9/30/2007

Do Everything Right, But.....

You can walk on the straight line all your life, but something out of no way can put a huge whole in your plans. I just learned from my cousin that she had surgery. Of course, this comes as a complete surprise, as I was calling her to wish her a happy birthday. Instead I was the one surprised. My cousin, who at one point in my life was more a sister to me then a cousin told me that she had a complete hysterectomy. I was in shock and she had to repeat to me. My mind instantly started going over memories from years pasted and I remembered that her monthly cycles were always heavy and she would be in more pain then normal, but never knew it would lead to this. I snapped myself out of the blind sidedness and asked her if it was due to fibroids and she said yes. The reason why I said fibroids and not cancer is because I have them. My fibroids are small and are not a problem for me.

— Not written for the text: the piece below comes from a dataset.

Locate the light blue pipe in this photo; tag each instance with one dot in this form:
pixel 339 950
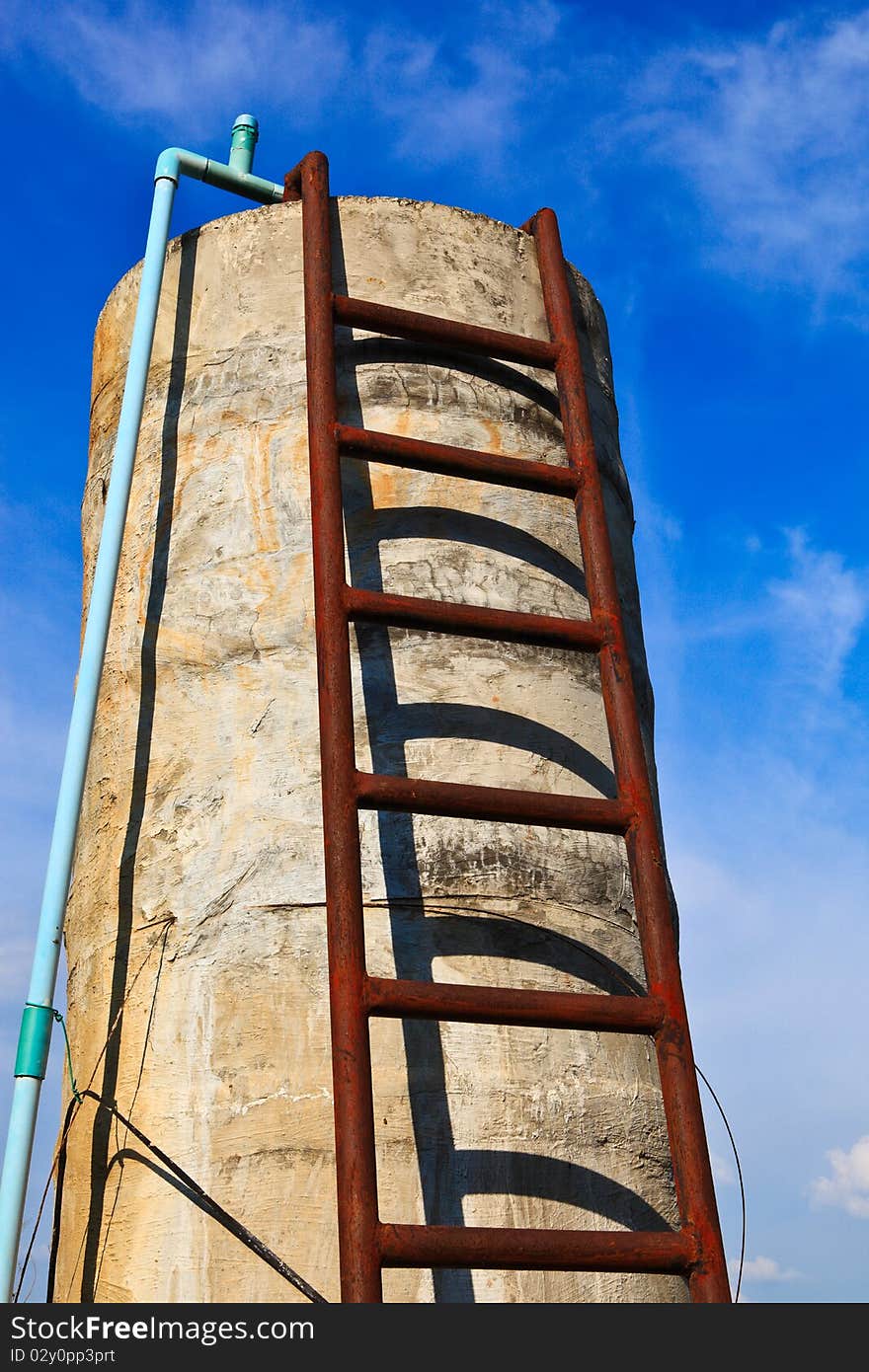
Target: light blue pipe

I never knew that they could lead to a hysterectomy. The next question out my mouth was; “The surgery necessary?" She says yes and them tells me that she has had 2 other surgeries for problematic fibroids. Again, I'm floored to learn this. I know my family can be closed mouthed on a lot of things, but I never thought we would keep having major surgery a secret! My cousin goes on to tell the whole ordeal that she’s had over growing fibroids and that the surgery she had on August 20th was much needed as the fibroids were pushing against other major organs and that she wanted to stop taking pain pills that she has been on for over 10 years. You could pluck every hair off my body and I would not have felt a thing as she was telling me the story. My heart and love goes out to her, as I know that she really, really wanted to have a baby and now she can never have one of her own. She says that she is working on coming to terms with that reality. Here I am silently worrying about my own biological clock ticking away while hers has just been snatched from her. My cousin is seeking help in dealing with this by talking with a psychiatrist weekly which is great, but her heart has a hole that will never be filled. I know people say that you can adopt, but it's not the same as having a child that is a part of you.